Slyne Head Lighthouse

Position:

53°23.997' North 10°14.051' West

Aids to Navigation

Sectors:

Height of Tower:

24 metres

Height of Light MHWS:

35 metres

Character:

Fl (2)W 15s

Range:

19 nautical miles

Radar Beacon:

Morse 'T' on vessel's radar display

AIS:


Ceann Leime or Leap Head is formed by a chain of rocks and islands off the mainland 16km south west of Clifden, not too far from where those intrepid British aviators Captain J.W. Alcock and Lieutenant A. Whitten-Brown crash-landed their Vickers Vimy in a bog near the Marconi Wireless Station on the morning of 15th June 1919 almost sixteen hours after taking off from St. John's, Newfoundland.

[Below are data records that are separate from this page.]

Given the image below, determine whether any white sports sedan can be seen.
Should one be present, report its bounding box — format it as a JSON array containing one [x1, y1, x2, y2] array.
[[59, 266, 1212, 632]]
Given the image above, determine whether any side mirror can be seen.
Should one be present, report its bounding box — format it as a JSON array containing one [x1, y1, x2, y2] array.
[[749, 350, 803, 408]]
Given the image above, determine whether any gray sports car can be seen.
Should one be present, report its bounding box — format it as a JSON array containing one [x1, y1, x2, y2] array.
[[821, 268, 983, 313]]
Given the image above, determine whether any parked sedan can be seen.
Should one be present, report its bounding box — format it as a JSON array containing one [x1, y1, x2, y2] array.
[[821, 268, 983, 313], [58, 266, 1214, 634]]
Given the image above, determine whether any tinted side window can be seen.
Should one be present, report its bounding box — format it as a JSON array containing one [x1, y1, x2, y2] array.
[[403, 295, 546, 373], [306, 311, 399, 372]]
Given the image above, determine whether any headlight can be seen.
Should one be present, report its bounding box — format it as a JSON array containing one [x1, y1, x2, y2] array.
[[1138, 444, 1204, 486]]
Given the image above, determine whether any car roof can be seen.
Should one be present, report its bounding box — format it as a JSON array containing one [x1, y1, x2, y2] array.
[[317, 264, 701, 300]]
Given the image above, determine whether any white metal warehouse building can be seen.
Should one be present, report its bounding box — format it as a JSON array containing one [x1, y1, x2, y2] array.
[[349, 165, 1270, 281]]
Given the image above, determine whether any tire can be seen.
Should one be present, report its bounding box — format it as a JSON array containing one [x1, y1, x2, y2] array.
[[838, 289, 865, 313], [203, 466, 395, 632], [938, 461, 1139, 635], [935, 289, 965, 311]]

The name Slyne is an anglicised corruption of leime, which is also the name given to the island closest to the mainland in the Slyne Head archipelago, Illaunaleama or Leap Island. The actual island upon which the lighthouse station is positioned is called Illaunamid (6"O.S.) or Illaunimmul (Admiralty Chart). It is the largest and most westerly of the islands forming Slyne Head, 11.7 hectares in area, 27m high and is composed of metamorphic type rock known as gneiss. Its name puzzled me for some time, Illaun is island but 'amid or 'immul' proved more difficult to nail down. Irish speakers in the office gave me wood, timber, margin and border. Principal Keeper Brendan Garvey, who is also an Irish speaker and was on the rock when I visited it in the summer of 1983, feels that wood or timber island is the translation due to the amount of flotsam, mainly timber that is washed up and collected by mainland locals in their currachs.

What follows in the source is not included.